Pat's proudest achievements include A&E's Women in War series filmed in the Mid-East, El Salvador, Ireland and other hot spots; the 24-hour production of The Cold War, which was produced over a three-year period and included more than 600 interviews; and Century of Women, a six-hour documentary about the history of women in America. "The documentary genre today is very healthy," Pat believes, and while she is fully committed to the Paley Center, she admits "every day I'm tempted to produce another documentary. They have a lasting impact and are a record of time and events people will see and relate to for years." Turner's Century of Women series, she points out, stopped production in 1992 and needs to be updated.

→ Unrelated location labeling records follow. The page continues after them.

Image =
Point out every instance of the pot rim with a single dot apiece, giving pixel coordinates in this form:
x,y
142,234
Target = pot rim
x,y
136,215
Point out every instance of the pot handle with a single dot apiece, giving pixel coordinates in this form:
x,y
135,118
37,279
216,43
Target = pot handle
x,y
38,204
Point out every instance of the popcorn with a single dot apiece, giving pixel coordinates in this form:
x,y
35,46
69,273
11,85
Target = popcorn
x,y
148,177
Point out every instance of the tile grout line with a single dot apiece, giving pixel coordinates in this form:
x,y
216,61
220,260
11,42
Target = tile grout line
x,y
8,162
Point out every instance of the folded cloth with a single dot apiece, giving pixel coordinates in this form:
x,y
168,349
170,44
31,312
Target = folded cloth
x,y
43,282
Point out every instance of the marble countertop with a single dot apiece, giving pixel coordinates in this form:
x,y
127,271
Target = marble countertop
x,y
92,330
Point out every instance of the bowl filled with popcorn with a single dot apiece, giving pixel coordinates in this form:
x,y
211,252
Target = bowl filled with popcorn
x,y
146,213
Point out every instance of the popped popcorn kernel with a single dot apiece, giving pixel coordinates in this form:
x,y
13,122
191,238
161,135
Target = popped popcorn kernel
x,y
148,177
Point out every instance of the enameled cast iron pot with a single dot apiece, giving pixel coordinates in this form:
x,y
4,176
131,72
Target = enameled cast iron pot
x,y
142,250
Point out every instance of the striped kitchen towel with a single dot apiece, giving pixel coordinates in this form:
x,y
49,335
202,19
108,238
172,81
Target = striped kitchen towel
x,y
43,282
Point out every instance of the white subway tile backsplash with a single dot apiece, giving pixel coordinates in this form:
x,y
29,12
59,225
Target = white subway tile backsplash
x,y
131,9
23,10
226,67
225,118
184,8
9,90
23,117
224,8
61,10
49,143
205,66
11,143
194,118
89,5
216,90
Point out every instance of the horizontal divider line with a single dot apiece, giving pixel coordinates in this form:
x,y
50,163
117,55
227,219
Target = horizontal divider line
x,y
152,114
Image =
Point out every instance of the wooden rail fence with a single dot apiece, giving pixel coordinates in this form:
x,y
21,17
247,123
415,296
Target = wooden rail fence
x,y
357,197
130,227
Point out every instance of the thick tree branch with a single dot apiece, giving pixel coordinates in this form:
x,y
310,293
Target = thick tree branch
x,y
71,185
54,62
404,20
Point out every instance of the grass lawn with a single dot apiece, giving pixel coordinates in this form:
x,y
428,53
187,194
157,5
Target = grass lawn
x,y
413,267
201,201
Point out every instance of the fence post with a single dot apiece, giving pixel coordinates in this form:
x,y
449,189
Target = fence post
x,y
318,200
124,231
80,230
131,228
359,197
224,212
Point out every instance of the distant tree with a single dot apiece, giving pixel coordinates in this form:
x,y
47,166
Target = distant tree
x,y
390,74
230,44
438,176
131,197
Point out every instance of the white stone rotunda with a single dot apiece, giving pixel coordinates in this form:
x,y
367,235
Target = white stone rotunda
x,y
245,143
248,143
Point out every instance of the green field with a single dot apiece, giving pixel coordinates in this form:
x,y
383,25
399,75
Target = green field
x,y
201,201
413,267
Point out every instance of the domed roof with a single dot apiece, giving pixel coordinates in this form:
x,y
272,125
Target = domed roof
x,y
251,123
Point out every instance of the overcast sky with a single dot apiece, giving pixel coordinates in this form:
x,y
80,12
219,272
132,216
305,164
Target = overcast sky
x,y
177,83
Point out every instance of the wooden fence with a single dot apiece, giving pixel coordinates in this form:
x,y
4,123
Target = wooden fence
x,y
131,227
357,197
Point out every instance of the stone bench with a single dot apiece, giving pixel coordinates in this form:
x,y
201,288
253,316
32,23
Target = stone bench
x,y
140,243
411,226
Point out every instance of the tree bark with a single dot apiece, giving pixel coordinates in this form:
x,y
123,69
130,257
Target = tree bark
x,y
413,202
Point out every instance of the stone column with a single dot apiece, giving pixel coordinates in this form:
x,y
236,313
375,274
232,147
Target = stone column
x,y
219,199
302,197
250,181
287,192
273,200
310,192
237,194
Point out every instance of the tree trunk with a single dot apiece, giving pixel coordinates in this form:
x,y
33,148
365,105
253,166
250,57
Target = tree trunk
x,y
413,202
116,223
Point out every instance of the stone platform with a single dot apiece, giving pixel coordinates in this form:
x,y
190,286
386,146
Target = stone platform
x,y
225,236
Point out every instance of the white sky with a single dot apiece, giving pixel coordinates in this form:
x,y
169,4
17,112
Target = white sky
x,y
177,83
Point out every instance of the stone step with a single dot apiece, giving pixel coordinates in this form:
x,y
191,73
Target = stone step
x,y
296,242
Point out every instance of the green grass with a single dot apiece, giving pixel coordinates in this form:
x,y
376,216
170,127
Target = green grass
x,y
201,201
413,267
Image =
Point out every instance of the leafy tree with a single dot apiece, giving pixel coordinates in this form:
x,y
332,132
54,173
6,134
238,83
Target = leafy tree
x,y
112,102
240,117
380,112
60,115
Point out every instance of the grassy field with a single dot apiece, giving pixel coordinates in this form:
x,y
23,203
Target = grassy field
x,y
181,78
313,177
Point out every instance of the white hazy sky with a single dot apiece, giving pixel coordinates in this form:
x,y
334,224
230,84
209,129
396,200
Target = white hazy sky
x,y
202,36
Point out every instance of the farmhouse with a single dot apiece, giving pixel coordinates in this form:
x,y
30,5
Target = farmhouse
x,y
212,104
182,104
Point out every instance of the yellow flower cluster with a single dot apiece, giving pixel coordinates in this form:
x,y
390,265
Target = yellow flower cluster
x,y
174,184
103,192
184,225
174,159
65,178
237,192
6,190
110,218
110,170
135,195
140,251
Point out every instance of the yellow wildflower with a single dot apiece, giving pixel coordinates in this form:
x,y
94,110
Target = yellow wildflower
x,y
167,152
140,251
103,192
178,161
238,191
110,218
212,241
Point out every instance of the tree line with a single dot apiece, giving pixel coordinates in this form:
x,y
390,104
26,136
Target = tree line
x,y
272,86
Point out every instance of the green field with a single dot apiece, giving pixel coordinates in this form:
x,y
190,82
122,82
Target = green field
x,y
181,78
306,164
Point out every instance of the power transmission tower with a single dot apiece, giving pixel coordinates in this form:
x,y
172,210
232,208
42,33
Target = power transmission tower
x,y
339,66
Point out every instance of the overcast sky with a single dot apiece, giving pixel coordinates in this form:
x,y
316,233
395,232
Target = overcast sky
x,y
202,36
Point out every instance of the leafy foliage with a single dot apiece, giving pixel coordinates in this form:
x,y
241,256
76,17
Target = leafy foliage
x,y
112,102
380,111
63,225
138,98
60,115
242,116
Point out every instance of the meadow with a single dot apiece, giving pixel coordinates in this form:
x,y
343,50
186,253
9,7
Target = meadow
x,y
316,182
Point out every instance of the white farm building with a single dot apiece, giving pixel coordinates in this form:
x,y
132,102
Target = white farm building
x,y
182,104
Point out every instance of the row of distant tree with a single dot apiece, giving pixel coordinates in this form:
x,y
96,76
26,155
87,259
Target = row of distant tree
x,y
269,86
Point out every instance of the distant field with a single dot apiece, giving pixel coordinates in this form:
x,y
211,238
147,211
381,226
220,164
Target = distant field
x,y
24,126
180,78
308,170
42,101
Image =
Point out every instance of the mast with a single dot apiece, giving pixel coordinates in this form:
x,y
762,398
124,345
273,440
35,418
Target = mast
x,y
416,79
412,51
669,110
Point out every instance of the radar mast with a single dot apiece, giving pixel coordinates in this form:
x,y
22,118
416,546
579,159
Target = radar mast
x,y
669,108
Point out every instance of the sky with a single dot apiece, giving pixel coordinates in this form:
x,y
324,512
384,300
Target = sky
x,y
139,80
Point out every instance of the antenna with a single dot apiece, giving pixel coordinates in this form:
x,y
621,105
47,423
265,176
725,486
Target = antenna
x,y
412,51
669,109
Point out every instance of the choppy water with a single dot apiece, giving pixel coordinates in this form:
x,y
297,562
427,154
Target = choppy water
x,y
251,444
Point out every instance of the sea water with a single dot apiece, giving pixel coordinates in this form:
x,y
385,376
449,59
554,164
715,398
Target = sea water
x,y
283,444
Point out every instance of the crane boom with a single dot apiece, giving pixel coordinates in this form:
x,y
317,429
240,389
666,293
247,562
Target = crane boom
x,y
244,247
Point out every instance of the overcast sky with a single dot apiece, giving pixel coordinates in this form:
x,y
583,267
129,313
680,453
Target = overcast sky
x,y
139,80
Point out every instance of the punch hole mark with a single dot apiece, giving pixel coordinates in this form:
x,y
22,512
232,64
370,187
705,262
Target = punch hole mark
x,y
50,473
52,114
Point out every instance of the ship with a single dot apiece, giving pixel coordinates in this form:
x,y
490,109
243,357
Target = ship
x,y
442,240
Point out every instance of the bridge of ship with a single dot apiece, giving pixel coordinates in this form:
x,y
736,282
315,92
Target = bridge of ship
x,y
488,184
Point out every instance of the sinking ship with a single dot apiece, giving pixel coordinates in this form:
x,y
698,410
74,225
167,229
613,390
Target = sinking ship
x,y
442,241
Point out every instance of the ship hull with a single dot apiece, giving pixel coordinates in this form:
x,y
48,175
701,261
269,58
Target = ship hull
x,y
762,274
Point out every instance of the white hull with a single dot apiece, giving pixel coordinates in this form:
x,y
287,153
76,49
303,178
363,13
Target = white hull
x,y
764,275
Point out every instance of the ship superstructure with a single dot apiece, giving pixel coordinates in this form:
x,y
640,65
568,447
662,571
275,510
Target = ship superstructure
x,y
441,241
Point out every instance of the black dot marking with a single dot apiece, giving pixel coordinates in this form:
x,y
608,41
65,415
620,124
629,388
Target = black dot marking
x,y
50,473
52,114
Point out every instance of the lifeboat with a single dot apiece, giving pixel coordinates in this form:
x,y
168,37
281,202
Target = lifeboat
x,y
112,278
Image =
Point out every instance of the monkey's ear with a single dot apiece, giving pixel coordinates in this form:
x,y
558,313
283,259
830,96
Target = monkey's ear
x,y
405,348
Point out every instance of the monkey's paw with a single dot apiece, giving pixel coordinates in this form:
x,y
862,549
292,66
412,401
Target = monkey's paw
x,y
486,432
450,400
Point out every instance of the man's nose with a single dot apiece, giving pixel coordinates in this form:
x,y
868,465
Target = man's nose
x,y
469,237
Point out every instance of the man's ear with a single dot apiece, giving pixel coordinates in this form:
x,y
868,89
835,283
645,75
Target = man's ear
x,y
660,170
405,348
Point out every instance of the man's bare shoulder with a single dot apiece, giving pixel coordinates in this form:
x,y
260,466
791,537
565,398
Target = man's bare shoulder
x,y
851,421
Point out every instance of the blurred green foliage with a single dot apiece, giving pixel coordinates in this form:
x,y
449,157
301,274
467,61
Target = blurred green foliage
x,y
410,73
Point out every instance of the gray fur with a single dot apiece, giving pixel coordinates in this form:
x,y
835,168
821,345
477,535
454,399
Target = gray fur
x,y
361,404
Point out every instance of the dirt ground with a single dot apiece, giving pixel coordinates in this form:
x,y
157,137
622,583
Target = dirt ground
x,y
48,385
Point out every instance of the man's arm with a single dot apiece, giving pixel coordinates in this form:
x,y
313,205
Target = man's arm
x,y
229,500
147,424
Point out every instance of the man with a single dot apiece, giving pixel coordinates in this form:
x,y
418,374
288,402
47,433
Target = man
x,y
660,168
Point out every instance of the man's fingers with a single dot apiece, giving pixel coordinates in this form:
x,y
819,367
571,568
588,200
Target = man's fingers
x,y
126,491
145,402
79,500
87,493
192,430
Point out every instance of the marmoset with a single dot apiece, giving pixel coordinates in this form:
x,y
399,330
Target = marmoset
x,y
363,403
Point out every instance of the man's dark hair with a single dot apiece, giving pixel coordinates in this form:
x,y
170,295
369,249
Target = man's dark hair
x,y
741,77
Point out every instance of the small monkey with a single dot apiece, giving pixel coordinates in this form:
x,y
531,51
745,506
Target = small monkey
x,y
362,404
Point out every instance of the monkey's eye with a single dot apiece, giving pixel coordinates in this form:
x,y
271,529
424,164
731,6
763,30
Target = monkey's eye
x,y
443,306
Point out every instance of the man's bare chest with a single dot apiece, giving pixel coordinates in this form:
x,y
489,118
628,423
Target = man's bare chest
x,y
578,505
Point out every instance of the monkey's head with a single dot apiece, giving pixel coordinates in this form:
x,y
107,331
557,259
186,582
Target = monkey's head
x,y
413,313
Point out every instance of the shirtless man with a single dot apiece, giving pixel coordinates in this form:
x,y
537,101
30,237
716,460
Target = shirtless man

During the week of October 24, the Paley Center is hosting its eighth annual Docfest07, which includes the U.S. premiere of Amazing Journey: The Story of The Who about the rise of legendary British band The Who, and the New York premiere of David Hoffman’s Sputnik Mania. Pat is bringing together filmmakers with potential investors, advancing a concept that AOL co-founder Ted Leonsis has described as "filmanthropy," raising money around a charity and using the investments to make a film that can drive people to understand an issue. (Leonsis' documentary film Nankingpremieres in early December, has already received multiple film festival awards, and is an early favorite for an Academy Award nomination.) Pat recently participated in the Women's Power and Peace Council meetings and she remains a proactive and outspoken global advocate for women's rights.

Pat Edenfield was born in Swainsboro, Georgia and spent her early childhood moving to different cities with her military dad until she was ten and settled back in Swainsboro, near Savannah. "I was the new girl in school every year," she remembers. "It wasn't easy and I needed to understand how to be accepted quickly. Needing to listen and understand people helped make me a good journalist."

Under Pat's aegis, The Paley Center in New York and Los Angeles are expanding their member programs, making collections more available to schools and universities to assure students have a historical perspective of media, attracting new members, building out digital assets, and also planning to develop satellite extensions in a major university system. It seems likely before too long, Pat Mitchell and the Paley Center will also be producing documentaries that advance awareness of media and its role in society.